* “We don’t really know how to tell sociological stories.” Superficially, this is about why the last season of Game of Thrones has been terrible (it is), but it applies to many other stories. Highly recommended.
* “An Interview With A Man Who Eats Leftover Food From Strangers’ Plates In Restaurants.” Pairs well with The Righteous Mind by Jonathan Haidt; you’ll see why when he describes his “moral disgust” questionnaire that doesn’t include any harm but still elicits moral disgust from many participants. Could there be sociological elements to this story, too?
* “Why young South Koreans aren’t interested in dating,” a hugely depressing but also fascinating article. What do people think they are getting educations for? Jobs for? No wonder there are a lot of bored, lonely, isolated, and depressed persons out there. Does no one go one or two steps beyond whatever they’re told by their society to do?
* “Nuclear War Is Still Very Possible and Very Scary: Worry about nuclear weapons has faded, but the threat has not.”
* How the Hell Has Danielle Steel Managed to Write 179 Books? Speed, determination.

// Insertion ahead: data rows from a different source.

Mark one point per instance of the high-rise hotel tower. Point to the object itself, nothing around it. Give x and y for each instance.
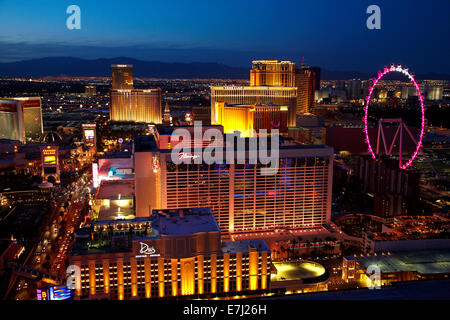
(243, 200)
(128, 104)
(271, 82)
(272, 73)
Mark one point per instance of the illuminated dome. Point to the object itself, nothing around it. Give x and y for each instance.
(51, 137)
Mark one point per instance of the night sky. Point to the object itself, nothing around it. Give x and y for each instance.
(328, 33)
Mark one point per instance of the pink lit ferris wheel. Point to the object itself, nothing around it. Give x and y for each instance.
(381, 137)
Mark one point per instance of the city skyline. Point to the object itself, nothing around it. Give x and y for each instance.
(216, 32)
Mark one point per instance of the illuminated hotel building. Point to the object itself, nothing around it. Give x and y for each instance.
(50, 163)
(21, 119)
(89, 134)
(128, 104)
(305, 81)
(242, 200)
(251, 117)
(272, 73)
(139, 105)
(172, 253)
(122, 76)
(285, 96)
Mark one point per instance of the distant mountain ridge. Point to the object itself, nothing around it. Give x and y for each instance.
(77, 67)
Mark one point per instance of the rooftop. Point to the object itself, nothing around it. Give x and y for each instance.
(244, 246)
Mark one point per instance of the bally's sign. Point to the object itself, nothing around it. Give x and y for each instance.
(146, 250)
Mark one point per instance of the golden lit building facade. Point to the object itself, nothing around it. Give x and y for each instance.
(50, 164)
(138, 105)
(172, 253)
(122, 76)
(246, 118)
(272, 73)
(242, 199)
(285, 96)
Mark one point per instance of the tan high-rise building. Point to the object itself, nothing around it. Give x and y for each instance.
(139, 105)
(21, 118)
(297, 196)
(122, 76)
(272, 73)
(305, 83)
(262, 95)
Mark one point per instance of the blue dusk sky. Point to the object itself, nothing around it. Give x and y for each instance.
(328, 33)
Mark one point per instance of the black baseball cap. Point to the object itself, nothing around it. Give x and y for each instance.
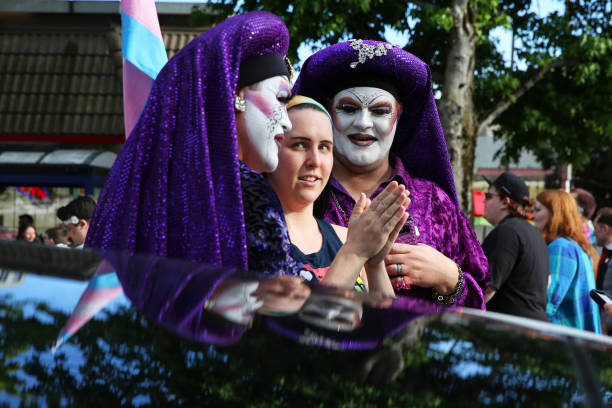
(513, 186)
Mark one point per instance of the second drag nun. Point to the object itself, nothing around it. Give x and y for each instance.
(386, 127)
(212, 122)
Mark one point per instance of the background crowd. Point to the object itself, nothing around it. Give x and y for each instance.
(196, 180)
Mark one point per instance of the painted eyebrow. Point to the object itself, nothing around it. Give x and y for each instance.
(348, 99)
(381, 104)
(355, 96)
(284, 86)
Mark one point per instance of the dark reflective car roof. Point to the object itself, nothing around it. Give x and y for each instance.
(456, 358)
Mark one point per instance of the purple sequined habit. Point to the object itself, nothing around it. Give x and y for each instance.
(421, 163)
(175, 187)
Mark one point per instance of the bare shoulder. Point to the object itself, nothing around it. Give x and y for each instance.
(340, 231)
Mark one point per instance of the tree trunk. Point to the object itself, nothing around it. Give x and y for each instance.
(457, 106)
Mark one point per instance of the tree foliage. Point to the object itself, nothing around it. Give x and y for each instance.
(552, 98)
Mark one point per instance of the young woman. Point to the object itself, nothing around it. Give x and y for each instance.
(305, 161)
(571, 259)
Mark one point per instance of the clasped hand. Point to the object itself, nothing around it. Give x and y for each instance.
(374, 225)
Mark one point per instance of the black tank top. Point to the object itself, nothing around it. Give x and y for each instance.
(313, 267)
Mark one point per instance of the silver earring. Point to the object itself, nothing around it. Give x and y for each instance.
(239, 104)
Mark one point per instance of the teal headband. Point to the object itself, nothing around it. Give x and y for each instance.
(297, 100)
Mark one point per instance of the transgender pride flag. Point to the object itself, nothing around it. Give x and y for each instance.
(102, 288)
(144, 55)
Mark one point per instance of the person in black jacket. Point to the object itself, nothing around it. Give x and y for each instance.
(517, 253)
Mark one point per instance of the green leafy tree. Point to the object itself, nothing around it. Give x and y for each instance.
(551, 98)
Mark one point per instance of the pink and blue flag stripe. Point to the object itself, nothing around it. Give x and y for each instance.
(102, 288)
(144, 55)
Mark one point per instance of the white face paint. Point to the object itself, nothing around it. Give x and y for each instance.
(266, 120)
(365, 120)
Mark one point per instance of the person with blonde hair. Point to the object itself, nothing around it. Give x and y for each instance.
(572, 259)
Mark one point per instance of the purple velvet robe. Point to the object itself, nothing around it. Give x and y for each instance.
(441, 225)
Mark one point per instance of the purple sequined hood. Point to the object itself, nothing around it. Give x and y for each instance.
(174, 189)
(419, 140)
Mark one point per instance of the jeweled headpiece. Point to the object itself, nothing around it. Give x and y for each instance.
(419, 140)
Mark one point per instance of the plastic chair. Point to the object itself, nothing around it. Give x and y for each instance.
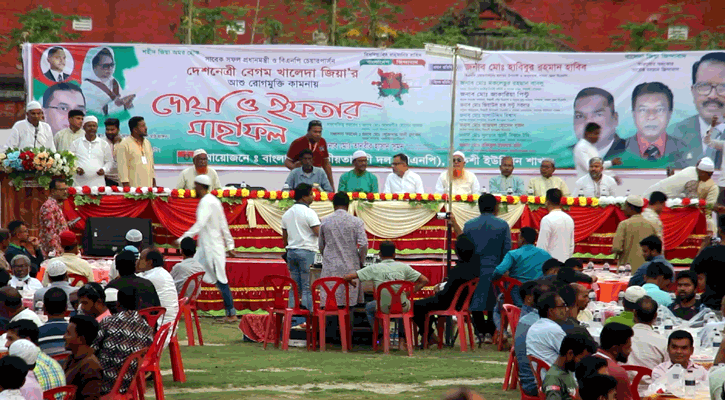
(396, 311)
(537, 365)
(68, 392)
(132, 392)
(331, 308)
(641, 373)
(279, 311)
(463, 316)
(152, 315)
(151, 362)
(190, 310)
(75, 278)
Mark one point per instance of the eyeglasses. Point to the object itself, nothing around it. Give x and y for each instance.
(705, 88)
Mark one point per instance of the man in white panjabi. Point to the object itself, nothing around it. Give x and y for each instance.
(215, 242)
(464, 181)
(93, 155)
(200, 167)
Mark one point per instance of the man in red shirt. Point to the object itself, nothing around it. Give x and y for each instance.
(312, 140)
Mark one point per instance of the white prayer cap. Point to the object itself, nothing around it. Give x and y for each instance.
(706, 165)
(203, 180)
(33, 105)
(359, 154)
(89, 118)
(26, 350)
(134, 235)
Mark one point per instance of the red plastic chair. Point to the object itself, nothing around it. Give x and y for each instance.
(396, 311)
(68, 393)
(132, 392)
(152, 315)
(463, 316)
(151, 362)
(276, 304)
(190, 310)
(319, 314)
(512, 371)
(538, 365)
(641, 373)
(75, 278)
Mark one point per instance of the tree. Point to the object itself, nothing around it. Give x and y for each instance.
(40, 25)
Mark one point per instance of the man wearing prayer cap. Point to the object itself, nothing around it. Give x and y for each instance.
(93, 155)
(31, 132)
(214, 242)
(630, 232)
(464, 181)
(359, 179)
(200, 167)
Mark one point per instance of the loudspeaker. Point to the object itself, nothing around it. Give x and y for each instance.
(104, 237)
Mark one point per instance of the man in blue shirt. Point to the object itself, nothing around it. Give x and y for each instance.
(657, 278)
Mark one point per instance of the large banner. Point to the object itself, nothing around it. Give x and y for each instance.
(246, 104)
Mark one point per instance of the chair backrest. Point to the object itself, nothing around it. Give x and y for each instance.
(152, 315)
(75, 278)
(68, 392)
(504, 285)
(277, 297)
(396, 301)
(195, 280)
(538, 365)
(512, 315)
(130, 366)
(641, 373)
(330, 285)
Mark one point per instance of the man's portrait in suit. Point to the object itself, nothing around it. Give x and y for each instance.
(58, 70)
(652, 105)
(708, 94)
(596, 105)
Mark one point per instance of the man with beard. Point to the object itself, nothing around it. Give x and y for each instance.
(616, 345)
(560, 383)
(686, 305)
(200, 167)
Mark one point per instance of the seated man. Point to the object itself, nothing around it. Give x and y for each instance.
(464, 181)
(359, 179)
(82, 369)
(680, 346)
(686, 305)
(119, 336)
(385, 271)
(559, 382)
(309, 174)
(657, 279)
(616, 345)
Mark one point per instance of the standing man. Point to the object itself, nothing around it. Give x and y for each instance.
(200, 167)
(113, 137)
(556, 233)
(492, 239)
(215, 242)
(502, 183)
(586, 149)
(402, 179)
(359, 179)
(52, 219)
(135, 157)
(625, 245)
(64, 138)
(300, 230)
(541, 184)
(343, 245)
(93, 156)
(31, 132)
(313, 141)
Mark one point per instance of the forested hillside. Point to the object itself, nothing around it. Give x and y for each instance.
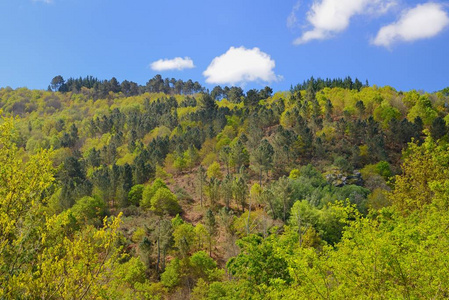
(334, 189)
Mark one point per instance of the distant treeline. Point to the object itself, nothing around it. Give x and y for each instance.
(129, 88)
(319, 84)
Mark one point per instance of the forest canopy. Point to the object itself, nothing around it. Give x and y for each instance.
(334, 189)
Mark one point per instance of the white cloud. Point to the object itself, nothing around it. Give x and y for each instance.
(292, 20)
(177, 63)
(241, 65)
(329, 17)
(423, 21)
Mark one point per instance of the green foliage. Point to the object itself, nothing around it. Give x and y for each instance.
(171, 276)
(89, 209)
(214, 171)
(165, 202)
(135, 194)
(150, 190)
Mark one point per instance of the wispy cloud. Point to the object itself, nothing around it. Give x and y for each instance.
(241, 65)
(177, 63)
(329, 17)
(423, 21)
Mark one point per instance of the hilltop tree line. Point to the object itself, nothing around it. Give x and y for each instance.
(320, 191)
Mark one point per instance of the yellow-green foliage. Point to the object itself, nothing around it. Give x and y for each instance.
(44, 255)
(214, 170)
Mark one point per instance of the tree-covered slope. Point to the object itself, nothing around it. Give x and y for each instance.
(296, 194)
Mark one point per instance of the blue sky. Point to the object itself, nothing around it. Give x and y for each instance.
(252, 44)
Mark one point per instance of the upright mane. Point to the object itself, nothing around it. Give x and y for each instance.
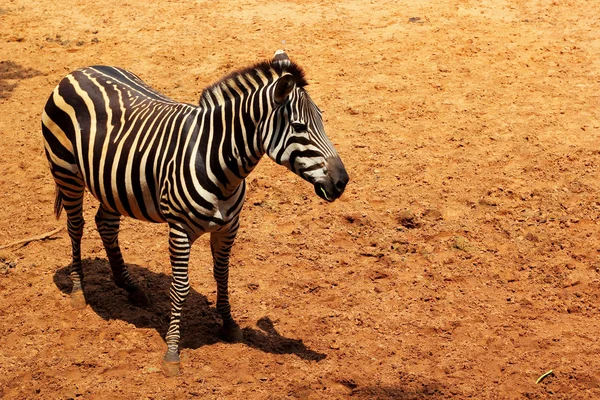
(214, 92)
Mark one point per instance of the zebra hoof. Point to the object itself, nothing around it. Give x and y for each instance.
(139, 298)
(78, 300)
(171, 368)
(231, 333)
(171, 364)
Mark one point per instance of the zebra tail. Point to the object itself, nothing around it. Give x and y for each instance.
(58, 203)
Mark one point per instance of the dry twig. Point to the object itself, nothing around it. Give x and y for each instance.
(23, 242)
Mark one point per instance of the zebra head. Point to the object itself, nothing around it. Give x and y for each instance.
(298, 139)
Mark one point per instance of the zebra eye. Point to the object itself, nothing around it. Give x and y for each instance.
(299, 127)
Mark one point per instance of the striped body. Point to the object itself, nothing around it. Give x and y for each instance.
(137, 151)
(146, 156)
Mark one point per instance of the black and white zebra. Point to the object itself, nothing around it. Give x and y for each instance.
(146, 156)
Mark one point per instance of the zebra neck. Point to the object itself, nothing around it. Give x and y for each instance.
(228, 145)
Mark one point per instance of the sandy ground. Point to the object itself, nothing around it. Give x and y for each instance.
(462, 261)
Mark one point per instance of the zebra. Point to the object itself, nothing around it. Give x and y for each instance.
(146, 156)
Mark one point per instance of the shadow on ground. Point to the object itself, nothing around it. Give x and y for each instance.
(11, 74)
(200, 321)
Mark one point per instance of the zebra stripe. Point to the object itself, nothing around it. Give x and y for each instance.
(146, 156)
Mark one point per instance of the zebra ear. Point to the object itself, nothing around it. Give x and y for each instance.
(284, 87)
(281, 58)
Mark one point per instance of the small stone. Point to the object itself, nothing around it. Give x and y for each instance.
(461, 243)
(407, 219)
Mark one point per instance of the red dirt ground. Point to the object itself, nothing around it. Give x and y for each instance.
(462, 262)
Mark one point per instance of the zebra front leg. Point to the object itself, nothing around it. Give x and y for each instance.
(179, 249)
(108, 223)
(220, 245)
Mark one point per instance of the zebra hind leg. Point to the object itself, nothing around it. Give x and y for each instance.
(108, 224)
(220, 245)
(72, 202)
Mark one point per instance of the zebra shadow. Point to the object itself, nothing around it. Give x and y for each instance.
(200, 322)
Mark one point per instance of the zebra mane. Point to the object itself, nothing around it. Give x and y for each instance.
(267, 68)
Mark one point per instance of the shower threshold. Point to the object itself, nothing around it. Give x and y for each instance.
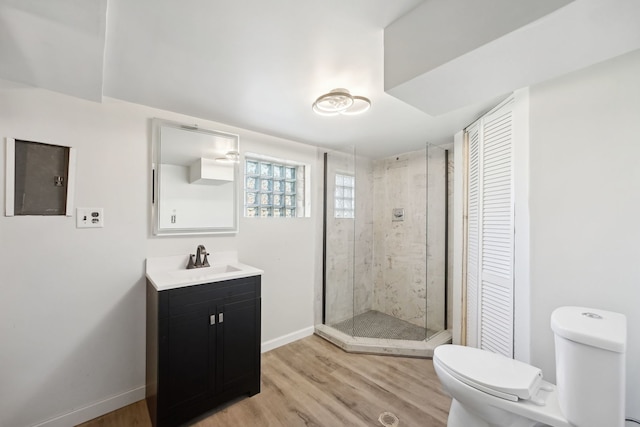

* Why books and lectures don’t work, but I’d ask what most people read books for (a common element in many of these links). This podcast with Michael Nielsen is also great, as he discusses spaced-repetition software like Anki and how it can be used to memorize great quantities of information. Raw memorization is presently underrated in the culture and education systems.
* “There’s a high cost to making drugs more affordable for Americans.” Almost no one is talking about this. We can likely force the cost of today’s drugs and treatments lower, at the cost of not having new drugs and treatments tomorrow. This seems like a poor tradeoff to me, but that’s a philosophical point. The interesting thing is that no one advocating for price cramdowns admits the tradeoff.
* Red Pills and Red Hats. See also my earlier comments about how the appeal of “Red Pills” is a failure of socialization, among other things.
* Dr. Ruth, “The Goddess of Good Sex,” probably the most amusing piece in this patch and relevant, at least, to links #2 and #6, above. I’ve never read any of her books.
* “Climate Stasis: German Failure on the Road to a Renewable Future.”
* U.S. 2018 Births Fall to Lowest Level in 32 Years. Kinda depressing.
* Is it possible to make academic philosophy worth a damn? Probably not, I’d guess, but maybe I’m wrong.
* This essentially explains why Apple no longer gives a shit about Macs.
* Memes, Genes, and Sex Differences—An Interview with Dr. Steve Stewart-Williams.
* “Resistance to Noncompete Agreements Is a Win for Workers.” This is an area where the left and right are aligned: the left worries about worker rights, and the right (putatively) worries about free markets.
* Anarchy is [even] worse than socialism.
* “Can ‘Indie’ Social Media Save Us?” No. It’s not addressing the problem as most people experience it; most people want a way to share
* When Boris Yeltsin went grocery shopping in Clear Lake.
* The New Right Is Beating the New Left. Everywhere.
* Impossible Foods’s empire of lab-grown clean meat. I tried Beyond Meat burgers and think they’re pretty good.